分布式拒绝服务是种基于DoS的特殊形式的拒绝服务攻击,是一种分布、 协作的大规模攻击方式,主要瞄准比较大的站点,像商业公司、搜索引擎或政府部门门的站点。DoS攻击只要一台单机和一个Modem就可实现;而DDoS攻击是利用一批受控制的机器向一台机器发起攻击,这样来势迅猛的攻击令人难以防备,因此具有较大的破坏性。
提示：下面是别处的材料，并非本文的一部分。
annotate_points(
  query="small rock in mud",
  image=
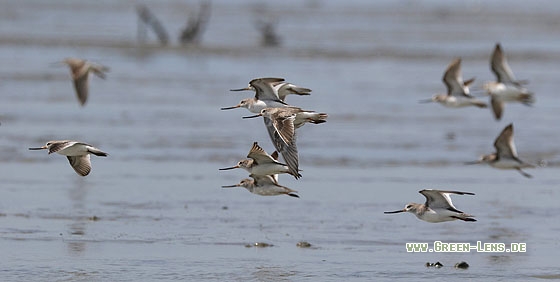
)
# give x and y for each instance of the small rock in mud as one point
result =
(436, 265)
(259, 245)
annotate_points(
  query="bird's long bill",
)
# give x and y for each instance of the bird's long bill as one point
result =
(425, 101)
(399, 211)
(253, 116)
(229, 108)
(228, 168)
(241, 89)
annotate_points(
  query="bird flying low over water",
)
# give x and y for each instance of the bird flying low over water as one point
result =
(505, 156)
(76, 152)
(264, 185)
(280, 88)
(437, 208)
(80, 70)
(265, 95)
(260, 163)
(457, 91)
(281, 124)
(506, 88)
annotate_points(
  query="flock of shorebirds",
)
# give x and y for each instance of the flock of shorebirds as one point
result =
(282, 120)
(438, 206)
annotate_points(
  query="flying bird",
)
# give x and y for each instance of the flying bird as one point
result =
(80, 70)
(76, 152)
(457, 90)
(505, 156)
(437, 208)
(264, 185)
(506, 88)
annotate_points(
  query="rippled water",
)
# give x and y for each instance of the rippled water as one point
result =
(154, 209)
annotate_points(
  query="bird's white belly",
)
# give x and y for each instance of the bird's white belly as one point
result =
(508, 92)
(257, 107)
(439, 215)
(268, 169)
(268, 190)
(507, 164)
(457, 102)
(75, 150)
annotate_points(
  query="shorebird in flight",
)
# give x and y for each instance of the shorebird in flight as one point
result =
(505, 156)
(506, 88)
(265, 95)
(80, 70)
(457, 91)
(260, 163)
(76, 152)
(437, 208)
(264, 185)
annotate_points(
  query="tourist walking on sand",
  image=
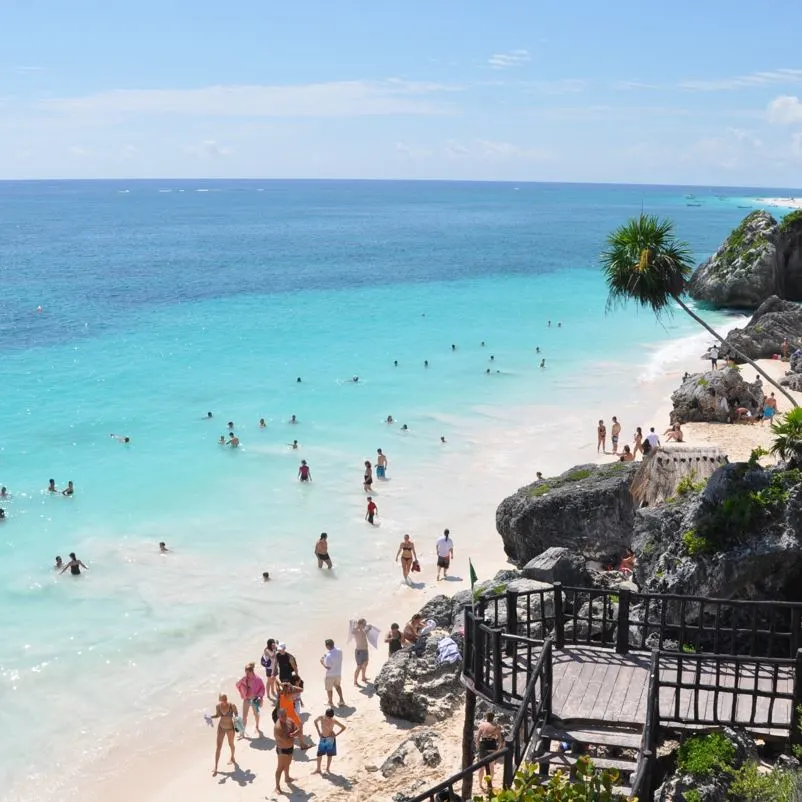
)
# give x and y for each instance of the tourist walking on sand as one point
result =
(638, 446)
(252, 692)
(406, 551)
(327, 730)
(322, 551)
(488, 740)
(381, 464)
(444, 549)
(372, 511)
(284, 733)
(332, 661)
(393, 640)
(615, 432)
(601, 438)
(226, 712)
(269, 664)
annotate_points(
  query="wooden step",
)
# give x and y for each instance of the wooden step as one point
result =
(566, 760)
(603, 736)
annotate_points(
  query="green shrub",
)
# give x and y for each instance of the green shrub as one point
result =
(587, 786)
(705, 755)
(687, 485)
(749, 784)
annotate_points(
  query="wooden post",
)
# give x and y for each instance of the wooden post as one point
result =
(622, 628)
(467, 742)
(559, 626)
(795, 735)
(512, 619)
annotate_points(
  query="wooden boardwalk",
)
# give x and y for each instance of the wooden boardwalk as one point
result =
(598, 685)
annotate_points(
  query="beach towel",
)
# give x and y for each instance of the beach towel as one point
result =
(448, 651)
(371, 631)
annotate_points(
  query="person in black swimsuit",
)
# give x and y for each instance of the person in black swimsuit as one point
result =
(74, 565)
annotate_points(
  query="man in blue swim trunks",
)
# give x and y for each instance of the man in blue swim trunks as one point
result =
(327, 731)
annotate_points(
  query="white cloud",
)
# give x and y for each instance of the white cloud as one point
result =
(209, 149)
(334, 99)
(512, 58)
(755, 79)
(785, 109)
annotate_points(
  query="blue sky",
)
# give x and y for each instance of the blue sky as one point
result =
(705, 92)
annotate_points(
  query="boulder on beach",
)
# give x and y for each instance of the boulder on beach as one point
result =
(713, 396)
(760, 258)
(588, 510)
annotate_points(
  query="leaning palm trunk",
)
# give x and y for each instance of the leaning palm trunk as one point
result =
(738, 353)
(467, 742)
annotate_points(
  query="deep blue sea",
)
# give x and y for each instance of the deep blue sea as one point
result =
(134, 307)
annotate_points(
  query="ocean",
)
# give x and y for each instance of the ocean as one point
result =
(133, 308)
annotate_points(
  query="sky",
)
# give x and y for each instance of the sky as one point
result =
(696, 92)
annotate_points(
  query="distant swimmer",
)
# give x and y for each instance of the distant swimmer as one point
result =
(372, 511)
(74, 565)
(381, 464)
(322, 551)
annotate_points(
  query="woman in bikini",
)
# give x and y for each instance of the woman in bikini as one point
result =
(638, 442)
(407, 553)
(226, 712)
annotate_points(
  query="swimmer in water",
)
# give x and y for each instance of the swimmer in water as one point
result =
(74, 565)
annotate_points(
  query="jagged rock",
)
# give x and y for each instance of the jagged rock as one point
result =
(558, 564)
(412, 686)
(702, 396)
(761, 257)
(588, 510)
(742, 272)
(773, 322)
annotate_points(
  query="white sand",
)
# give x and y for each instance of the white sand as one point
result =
(782, 203)
(177, 763)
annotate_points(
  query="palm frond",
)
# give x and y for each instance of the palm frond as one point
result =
(644, 263)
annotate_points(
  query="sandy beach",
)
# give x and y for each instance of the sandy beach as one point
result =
(177, 761)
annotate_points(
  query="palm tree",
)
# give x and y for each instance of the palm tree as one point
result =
(646, 264)
(788, 438)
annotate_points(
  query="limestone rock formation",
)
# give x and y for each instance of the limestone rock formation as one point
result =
(702, 396)
(587, 510)
(743, 271)
(774, 320)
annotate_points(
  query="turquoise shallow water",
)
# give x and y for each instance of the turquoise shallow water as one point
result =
(161, 301)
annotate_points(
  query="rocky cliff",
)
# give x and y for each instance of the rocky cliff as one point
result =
(760, 258)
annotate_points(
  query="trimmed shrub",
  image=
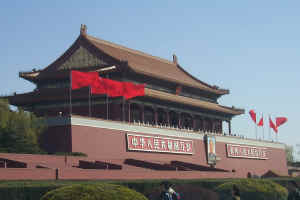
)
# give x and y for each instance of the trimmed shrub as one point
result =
(93, 192)
(187, 191)
(257, 189)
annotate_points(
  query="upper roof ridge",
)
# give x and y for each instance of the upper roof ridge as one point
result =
(128, 49)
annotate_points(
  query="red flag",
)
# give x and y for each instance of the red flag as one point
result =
(253, 115)
(83, 79)
(272, 125)
(261, 122)
(280, 121)
(132, 90)
(178, 89)
(113, 88)
(99, 87)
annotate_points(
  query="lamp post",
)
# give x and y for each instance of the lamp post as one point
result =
(65, 142)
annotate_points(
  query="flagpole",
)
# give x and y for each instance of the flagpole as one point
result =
(263, 126)
(70, 93)
(106, 102)
(89, 101)
(269, 128)
(255, 131)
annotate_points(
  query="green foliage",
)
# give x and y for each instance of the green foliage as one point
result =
(34, 190)
(102, 191)
(289, 151)
(20, 131)
(70, 154)
(257, 189)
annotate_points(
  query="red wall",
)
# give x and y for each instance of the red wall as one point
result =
(110, 145)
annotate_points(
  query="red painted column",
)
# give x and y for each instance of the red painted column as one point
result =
(155, 115)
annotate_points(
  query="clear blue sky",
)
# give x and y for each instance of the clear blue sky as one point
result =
(250, 47)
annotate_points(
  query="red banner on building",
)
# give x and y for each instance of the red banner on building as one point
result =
(159, 144)
(239, 151)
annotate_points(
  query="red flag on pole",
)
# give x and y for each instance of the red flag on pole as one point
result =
(99, 87)
(280, 121)
(132, 90)
(253, 115)
(272, 125)
(261, 122)
(83, 79)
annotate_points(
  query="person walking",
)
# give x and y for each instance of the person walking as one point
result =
(295, 193)
(169, 193)
(235, 193)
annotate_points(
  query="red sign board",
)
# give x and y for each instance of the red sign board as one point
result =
(159, 144)
(239, 151)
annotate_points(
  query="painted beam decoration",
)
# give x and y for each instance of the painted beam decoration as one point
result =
(159, 144)
(211, 150)
(252, 152)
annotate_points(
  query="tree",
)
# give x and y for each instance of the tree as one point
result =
(19, 130)
(289, 150)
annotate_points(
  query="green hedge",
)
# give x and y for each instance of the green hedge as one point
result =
(258, 189)
(34, 190)
(101, 191)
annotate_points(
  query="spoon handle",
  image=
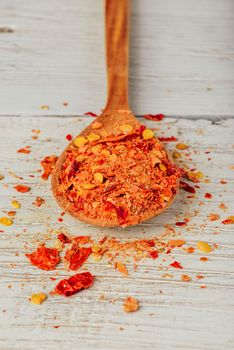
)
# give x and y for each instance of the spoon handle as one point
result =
(116, 13)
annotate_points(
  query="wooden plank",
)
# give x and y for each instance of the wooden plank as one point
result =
(173, 314)
(181, 57)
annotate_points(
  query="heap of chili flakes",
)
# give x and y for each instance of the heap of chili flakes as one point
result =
(118, 179)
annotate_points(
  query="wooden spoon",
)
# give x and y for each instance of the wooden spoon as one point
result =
(116, 112)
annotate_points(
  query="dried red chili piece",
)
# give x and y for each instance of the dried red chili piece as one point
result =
(74, 284)
(63, 238)
(153, 254)
(91, 114)
(24, 150)
(154, 117)
(44, 258)
(167, 139)
(176, 264)
(186, 187)
(48, 164)
(69, 137)
(76, 256)
(180, 223)
(22, 188)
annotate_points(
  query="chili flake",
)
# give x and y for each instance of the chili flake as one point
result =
(176, 265)
(74, 284)
(44, 258)
(117, 179)
(154, 117)
(38, 298)
(48, 164)
(76, 256)
(22, 188)
(6, 221)
(130, 304)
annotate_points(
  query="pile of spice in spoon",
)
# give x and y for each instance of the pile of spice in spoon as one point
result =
(117, 180)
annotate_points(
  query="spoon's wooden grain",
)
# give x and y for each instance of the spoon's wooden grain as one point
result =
(116, 112)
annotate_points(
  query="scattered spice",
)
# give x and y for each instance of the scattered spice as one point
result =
(48, 164)
(6, 221)
(39, 201)
(38, 298)
(130, 304)
(154, 117)
(74, 284)
(69, 137)
(76, 256)
(204, 247)
(24, 150)
(176, 265)
(121, 268)
(22, 188)
(15, 204)
(44, 258)
(186, 278)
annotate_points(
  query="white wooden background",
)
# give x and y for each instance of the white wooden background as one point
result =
(182, 64)
(182, 57)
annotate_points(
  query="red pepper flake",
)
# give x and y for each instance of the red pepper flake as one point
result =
(176, 265)
(180, 223)
(153, 254)
(186, 187)
(44, 258)
(74, 284)
(91, 114)
(167, 139)
(24, 150)
(77, 256)
(48, 164)
(63, 238)
(204, 258)
(22, 188)
(39, 201)
(154, 117)
(69, 137)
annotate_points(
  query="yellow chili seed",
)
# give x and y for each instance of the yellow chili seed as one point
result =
(162, 167)
(6, 221)
(98, 177)
(80, 141)
(181, 146)
(113, 157)
(204, 247)
(38, 298)
(93, 137)
(176, 155)
(148, 134)
(88, 186)
(126, 128)
(15, 204)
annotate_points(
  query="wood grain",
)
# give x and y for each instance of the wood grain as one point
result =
(181, 57)
(173, 314)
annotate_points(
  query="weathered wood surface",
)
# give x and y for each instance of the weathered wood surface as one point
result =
(181, 57)
(173, 314)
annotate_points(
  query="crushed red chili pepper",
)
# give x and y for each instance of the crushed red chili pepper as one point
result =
(118, 178)
(74, 284)
(48, 164)
(22, 188)
(76, 256)
(44, 258)
(176, 265)
(154, 117)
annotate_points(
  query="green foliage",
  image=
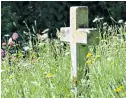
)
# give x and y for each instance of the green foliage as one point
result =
(53, 14)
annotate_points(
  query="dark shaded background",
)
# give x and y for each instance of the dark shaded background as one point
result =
(53, 14)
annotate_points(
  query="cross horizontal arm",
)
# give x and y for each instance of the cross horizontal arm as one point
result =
(83, 35)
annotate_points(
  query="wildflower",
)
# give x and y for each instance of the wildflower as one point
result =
(49, 75)
(2, 53)
(117, 90)
(10, 77)
(14, 58)
(15, 36)
(105, 24)
(88, 62)
(74, 80)
(96, 19)
(88, 55)
(10, 42)
(7, 35)
(4, 44)
(120, 21)
(26, 48)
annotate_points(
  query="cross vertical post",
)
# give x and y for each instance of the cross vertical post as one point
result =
(79, 37)
(78, 19)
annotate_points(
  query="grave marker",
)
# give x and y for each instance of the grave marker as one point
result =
(79, 37)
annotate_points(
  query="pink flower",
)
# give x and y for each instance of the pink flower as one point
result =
(4, 44)
(2, 53)
(10, 42)
(15, 36)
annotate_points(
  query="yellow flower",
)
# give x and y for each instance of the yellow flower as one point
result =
(88, 55)
(117, 90)
(49, 75)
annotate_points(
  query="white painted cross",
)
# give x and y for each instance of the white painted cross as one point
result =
(79, 37)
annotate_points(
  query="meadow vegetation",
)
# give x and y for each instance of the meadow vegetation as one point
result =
(43, 69)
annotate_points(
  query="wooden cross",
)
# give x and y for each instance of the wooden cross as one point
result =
(79, 37)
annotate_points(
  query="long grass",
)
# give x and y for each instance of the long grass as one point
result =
(47, 75)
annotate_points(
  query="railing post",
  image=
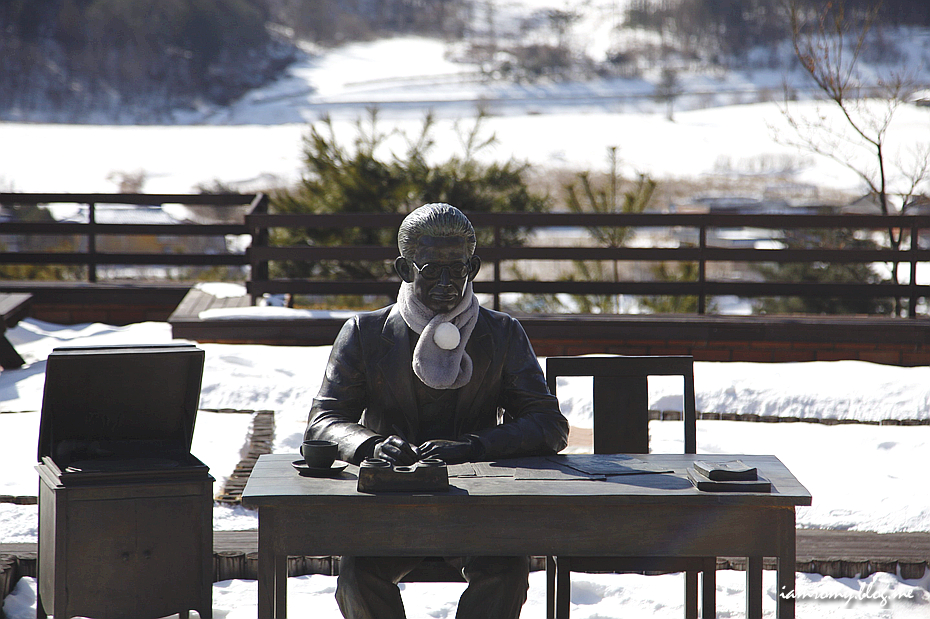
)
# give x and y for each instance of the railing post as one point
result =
(702, 269)
(259, 268)
(91, 242)
(912, 306)
(497, 270)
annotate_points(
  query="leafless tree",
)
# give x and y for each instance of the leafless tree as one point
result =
(852, 125)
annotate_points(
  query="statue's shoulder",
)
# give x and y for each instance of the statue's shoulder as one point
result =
(373, 319)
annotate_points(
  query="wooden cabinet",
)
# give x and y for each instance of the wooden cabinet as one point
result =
(134, 551)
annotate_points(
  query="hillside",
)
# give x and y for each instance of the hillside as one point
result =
(148, 62)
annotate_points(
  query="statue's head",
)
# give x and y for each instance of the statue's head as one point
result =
(437, 255)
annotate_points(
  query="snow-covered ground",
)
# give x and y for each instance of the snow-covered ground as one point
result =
(257, 141)
(862, 477)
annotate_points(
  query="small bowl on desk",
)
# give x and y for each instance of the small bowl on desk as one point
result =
(319, 454)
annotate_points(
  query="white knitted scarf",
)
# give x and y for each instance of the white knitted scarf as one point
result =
(439, 358)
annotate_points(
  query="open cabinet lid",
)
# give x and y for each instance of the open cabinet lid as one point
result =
(144, 398)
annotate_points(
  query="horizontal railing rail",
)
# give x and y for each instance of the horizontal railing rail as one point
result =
(702, 252)
(696, 245)
(92, 230)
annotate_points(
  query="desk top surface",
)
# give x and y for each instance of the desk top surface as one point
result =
(578, 478)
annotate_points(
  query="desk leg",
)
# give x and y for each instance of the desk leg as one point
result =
(787, 559)
(267, 565)
(754, 587)
(280, 586)
(709, 589)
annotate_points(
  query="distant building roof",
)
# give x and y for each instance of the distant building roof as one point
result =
(125, 214)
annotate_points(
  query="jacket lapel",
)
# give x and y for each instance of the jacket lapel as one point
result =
(480, 349)
(396, 369)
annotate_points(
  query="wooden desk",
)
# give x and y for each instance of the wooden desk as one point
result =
(630, 515)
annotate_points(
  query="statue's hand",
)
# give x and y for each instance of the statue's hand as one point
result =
(451, 452)
(396, 450)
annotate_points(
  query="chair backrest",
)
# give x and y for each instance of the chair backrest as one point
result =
(621, 397)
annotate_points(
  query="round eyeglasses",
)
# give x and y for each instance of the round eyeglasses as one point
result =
(434, 271)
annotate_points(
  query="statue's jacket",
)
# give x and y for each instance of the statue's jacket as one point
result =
(368, 389)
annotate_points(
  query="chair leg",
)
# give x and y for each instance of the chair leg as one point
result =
(691, 595)
(563, 587)
(754, 587)
(550, 587)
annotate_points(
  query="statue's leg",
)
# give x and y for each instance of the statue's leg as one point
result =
(367, 586)
(497, 587)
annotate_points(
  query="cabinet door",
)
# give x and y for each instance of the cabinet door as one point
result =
(135, 558)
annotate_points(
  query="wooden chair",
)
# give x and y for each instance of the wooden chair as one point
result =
(621, 425)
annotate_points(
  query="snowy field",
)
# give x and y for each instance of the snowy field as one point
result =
(257, 141)
(862, 477)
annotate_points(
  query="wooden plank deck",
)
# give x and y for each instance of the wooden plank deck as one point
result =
(840, 554)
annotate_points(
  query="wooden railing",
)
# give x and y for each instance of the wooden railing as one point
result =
(497, 276)
(91, 231)
(702, 252)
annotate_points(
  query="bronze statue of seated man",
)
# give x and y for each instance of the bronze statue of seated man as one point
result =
(435, 376)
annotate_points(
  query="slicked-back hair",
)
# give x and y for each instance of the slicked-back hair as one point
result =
(437, 219)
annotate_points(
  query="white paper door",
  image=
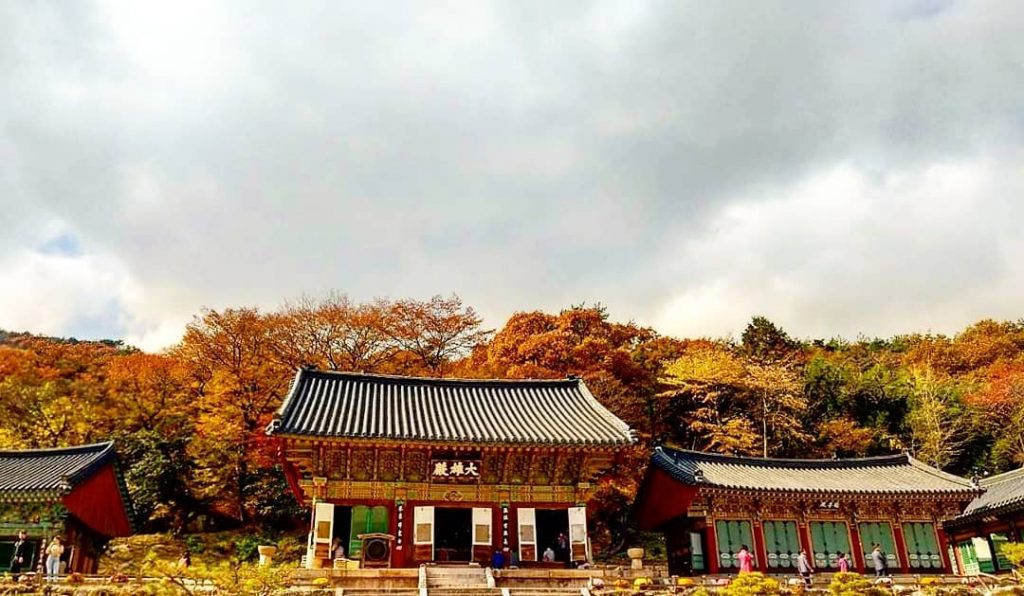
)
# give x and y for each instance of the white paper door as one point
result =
(579, 545)
(423, 528)
(481, 526)
(321, 535)
(527, 534)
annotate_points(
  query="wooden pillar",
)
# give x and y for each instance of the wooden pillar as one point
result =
(940, 535)
(760, 550)
(900, 546)
(857, 556)
(805, 540)
(712, 546)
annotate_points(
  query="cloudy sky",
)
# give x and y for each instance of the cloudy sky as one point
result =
(843, 168)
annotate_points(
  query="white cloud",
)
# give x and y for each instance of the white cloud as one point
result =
(845, 166)
(848, 252)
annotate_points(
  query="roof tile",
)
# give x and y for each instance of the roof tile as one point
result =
(360, 406)
(899, 473)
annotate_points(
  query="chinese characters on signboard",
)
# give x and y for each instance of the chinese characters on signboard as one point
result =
(455, 470)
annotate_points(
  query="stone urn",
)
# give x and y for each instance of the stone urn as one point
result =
(266, 554)
(636, 557)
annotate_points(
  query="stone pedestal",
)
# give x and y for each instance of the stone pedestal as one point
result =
(266, 554)
(636, 557)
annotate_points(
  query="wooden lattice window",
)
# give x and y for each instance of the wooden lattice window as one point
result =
(922, 546)
(782, 544)
(730, 537)
(828, 539)
(878, 533)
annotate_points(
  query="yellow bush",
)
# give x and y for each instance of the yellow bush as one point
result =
(752, 585)
(853, 585)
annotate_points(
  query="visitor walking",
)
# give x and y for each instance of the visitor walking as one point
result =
(20, 555)
(804, 567)
(843, 562)
(745, 559)
(53, 553)
(879, 560)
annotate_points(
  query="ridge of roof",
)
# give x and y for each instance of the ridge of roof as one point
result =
(350, 405)
(939, 473)
(889, 460)
(83, 462)
(880, 474)
(413, 380)
(1003, 477)
(97, 448)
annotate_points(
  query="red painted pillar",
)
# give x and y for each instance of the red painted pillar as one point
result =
(760, 550)
(805, 541)
(900, 547)
(712, 547)
(857, 556)
(943, 547)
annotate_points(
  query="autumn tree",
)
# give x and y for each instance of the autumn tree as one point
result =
(937, 428)
(435, 332)
(239, 384)
(335, 333)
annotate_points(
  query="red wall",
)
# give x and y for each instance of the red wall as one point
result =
(97, 503)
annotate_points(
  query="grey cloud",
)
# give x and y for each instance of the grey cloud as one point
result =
(525, 155)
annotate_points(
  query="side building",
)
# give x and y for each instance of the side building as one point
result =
(710, 505)
(989, 521)
(77, 494)
(442, 469)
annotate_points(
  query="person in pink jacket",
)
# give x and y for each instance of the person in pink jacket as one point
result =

绝大部分的DDoS攻击是通过僵尸网络产生的。僵尸网络主要由受到僵尸程序感染的计算机及其他机器组成。当确定受害者的IP 地址或域名后,僵尸网络控制者发送攻击指令,随后就可以使网络断开连接,指令在僵尸程序间自行传播和执行,每台僵尸主机都将做出响应,同时向目标主机发送请求,可能导致目标主机或网络出现溢出,从而拒绝服务。


二、DDoS攻击方法

DDoS攻击通过利用分布式的客户端,向攻击目标发送大量请求,耗尽目标资源,从而造成目标服务不可用。常见的DDoS攻击方法主要包括:消耗网络带宽资源、消耗系统资源、消耗应用资源


1、消耗网络带宽资源

攻击者主要利用受控主机发送大量的网络数据包,占满攻击目标的带宽,使得正常请求无法达到及时有效的响应。

1.1、ICMP Flood (ICMP洪水攻击)

ICMP:Internet Control Message Protocol (网络控制消息协议),是TCP/IP协议簇的一个子协议,主要用于在IP主机、路由器之间传递控制消息,进行诊断或控制,以及响应IP操作中的错误。
ICMP Flood:指攻击者通过受控主机(僵尸网络)向目标发送大量的ICMP请求,以消耗目标的带宽资源。

ICMP Flood攻击原理图:
网络安全应急响应----4、DDoS攻击应急响应_第1张图片

1.2、UDP Flood (UDP洪水攻击)

UDP Flood:攻击者通过受控主机向目标发送大量的UDP请求,以达到拒绝服务器的目的,

UDP Flood攻击原理图:
网络安全应急响应----4、DDoS攻击应急响应_第2张图片
一般情况下,攻击者会使用小包和大包的攻击方法:
小包:以太网传输数据值最小数据包,即64字节的数据包,在相同流量中,数据包越小,使用数量也就越多。同时,由于网络设备需要对数据包进行检查,因此使用小包可增加网络设备处理数据包的压力,容易产生处理缓慢、传输延迟等拒绝服务效果。
大包:大小超过了以太网最大传输单元(1500字节以上的数据包)的数据包,使用大包攻击能够严重消耗网络带宽资源。在接收到大包后需要进行分片和重组,因此会消耗设备性能,造成网络拥堵。


2、消耗系统资源

消耗系统资源攻击主要通过对系统资源进行消耗导致无法正常连接。此类攻击主要是因为TCP安全性设计缺陷而引起的。
TCP:Transmission Control Protocol (传输控制协议),是一种面向连接的、可靠的、基于字节流的传输层通信协议,TCP是在不可靠的互联网络上提供可靠的端到端字节流的传输协议。由于协议在最初的设计过程中没有对安全性进行周密考虑,因此在协议中存在安全缺陷。TCP工作包括三个阶段:建立连接、数据传输、终止连接。

2.1、TCP Flood

在建立连接时,TCP使用三次握手协议建立连接。

TCP三次握手的过程图:
网络安全应急响应----4、DDoS攻击应急响应_第3张图片

1、客户端发送SYN(seq=x)报文,给服务器端,进入SYN_SEND状态。(该数据包中,初始序列号(ISN) 是客户端随机产生的一个值,即x,确认号ACK=0;)
2、 服务器端收到SYN报文,回应一个SYN (seq=y)ACK(ACK=x+1)报文,进入SYN_RECV状态。(该数据包中,初始序列号(ISN) 是服务器随机产生的一个值,即y,确认号ACK是客户端的初始序列号加上1,即x+1)
3、客户端收到服务器端的SYN报文,回应一个ACK(ACK=y+1)报文,进入Established状态。(该数据包中,序列号是上一个同步请求数据包中的确认号值加上1,即x+1,确认号是服务器的初始序列号加上1,即y+1。)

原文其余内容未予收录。